Je ne suis pas un gamer ! Non, ce n'est pas un refrain de Daniel Balavoine, mais le fait est qu'après avoir imaginé un nombre étonnant de jeux de société et d'en avoir pratiqué autant je changeai de hobby lorsque j'eus 15 ans pour me consacrer à la musique... Pourtant, de temps en temps, je me laisse prendre. Les dernières fois j'avais offert une Wii puis une Wii-Fit à ma compagne, mais cela fait deux ans que nous ne les avons pas allumées. À l'arrivée de l'iPad j'avais bien essayé quelques jeux gratuits, téléchargé les applications réalisées pour le Biophilia de Björk, conçu le design sonore de Balloon avec Sacha pour Les Éditions Volumiques, mais aucun jeu ne m'avait encore fait oublier le dîner. Adolescent, je pensais que mes copains perdaient leur temps au flipper. Me voilà donc régresser ! J'avais apprécié Labyrinth sur iPhone, mais sa déclinaison en Labyrinth 2 sur l'iPad me tient éveillé tard dans la nuit. Pour 5,99 € on peut télécharger un nombre incroyable de plateaux, il est même possible de créer les siens et de jouer à plusieurs.
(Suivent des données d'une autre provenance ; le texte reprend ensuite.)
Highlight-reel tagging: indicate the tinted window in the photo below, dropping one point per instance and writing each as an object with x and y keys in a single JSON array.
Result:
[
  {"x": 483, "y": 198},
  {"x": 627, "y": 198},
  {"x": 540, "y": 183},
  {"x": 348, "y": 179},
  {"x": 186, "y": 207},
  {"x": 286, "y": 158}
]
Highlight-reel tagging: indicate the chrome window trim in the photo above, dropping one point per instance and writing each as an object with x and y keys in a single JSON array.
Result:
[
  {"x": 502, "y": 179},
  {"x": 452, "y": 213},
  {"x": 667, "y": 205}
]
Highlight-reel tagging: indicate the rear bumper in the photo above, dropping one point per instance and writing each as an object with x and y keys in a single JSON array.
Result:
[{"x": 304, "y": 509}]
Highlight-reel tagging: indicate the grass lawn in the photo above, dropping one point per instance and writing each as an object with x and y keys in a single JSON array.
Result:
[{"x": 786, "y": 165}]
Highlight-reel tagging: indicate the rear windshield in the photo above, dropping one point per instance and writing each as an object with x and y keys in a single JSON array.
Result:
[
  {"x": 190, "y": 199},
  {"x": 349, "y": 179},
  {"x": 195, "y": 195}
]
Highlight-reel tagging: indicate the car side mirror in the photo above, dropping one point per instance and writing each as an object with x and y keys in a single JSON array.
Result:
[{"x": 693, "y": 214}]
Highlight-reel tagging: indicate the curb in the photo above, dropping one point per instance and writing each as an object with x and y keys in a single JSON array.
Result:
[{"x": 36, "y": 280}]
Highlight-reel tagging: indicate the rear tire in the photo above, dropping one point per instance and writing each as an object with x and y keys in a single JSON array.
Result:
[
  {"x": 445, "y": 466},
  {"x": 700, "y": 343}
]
Avec ses billes multiples, bumpers, canons, barrières, aimants, ventilateurs, redimensionneurs, manèges, duplicateurs, lasers, ce jeu tient à la fois du labyrinthe à bille... Et du flipper ! Hypnotisant.


Comme si cela ne suffisait pas, Nicobuq m'indique Zen Bound 2, un jeu méditatif de boundage consistant à ficeler des figurines en bois ou en pierre. La 3D et le multitouch rendent la partie très sensuelle. Pour 2,39 € j'aurais eu tort de m'en priver, même si je ne suis pas certain que ces patiences m'accaparent plus d'une semaine. On ne se refait pas, car quitte à jouer je préfère de loin la musique... Quant à l'iPad, Gwen Catalá (publie.net) m'annonce les avancées dont va bénéficier mon prochain roman, farci de photos, de musique, de vidéo et de liens hypertexte ! Cette fois je piétine d'impatience...

lundi 14 mai 2012

Les ballets quantiques d'Antoine Schmitt


Est-ce son passé de night-clubber qui entraîne Antoine Schmitt dans la danse ? Son nouveau cantique des quantiques renvoie-t-il à son Christ mourant sans cesse et profane en diable ? Le danseur projeté au rez-de-chaussée de la Galerie Charlot (jusqu'au 16 juin), tronc composé de seulement huit segments, subit un autre martyre de ne pouvoir s'arrêter qu'à l'extinction des feux, rappelant Le Masque de Maupassant filmé par Ophüls et Les chaussons rouges d'Andersen par Michael Powell. Condamné à vivre éternellement sous la loi du code informatique, il danse, il danse selon et contre toute logique. Au sous-sol de la galerie les créatures comportementales qui sont chair (virtuelle) à Antoine Schmitt se multiplient sur les écrans et se rassemblent comme le Christ articulé de Salvador Dali au Musée de Figueras. Le même algorithme quantique anime les quatre écrans des Ballets quantiques où les danseurs sont réduits au plus simple appareil, le pixel, avec Le pixel blanc originel de toute l'œuvre de l'artiste projeté en grand à côté d'une photo noir et blanc d'un instantané figé de la chorégraphie. À regarder dans le silence ces mouvements infinis réglés par l'indétermination, on se prend à y deviner des portés lorsque les points s'empilent ou des chassés lorsque leur nombre explose. Antoine Schmitt suggère "des forces invisibles à l’œuvre derrière les systèmes complexes, comme les particules, les peuples, les sociétés". Ses travaux jouent du va-et-vient entre le réel et le virtuel, le concept et sa réalisation imaginaire, l'inconscient de l'individu et les mouvements de masse... Le mystère de la création doit composer avec la trivialité de la moindre interprétation.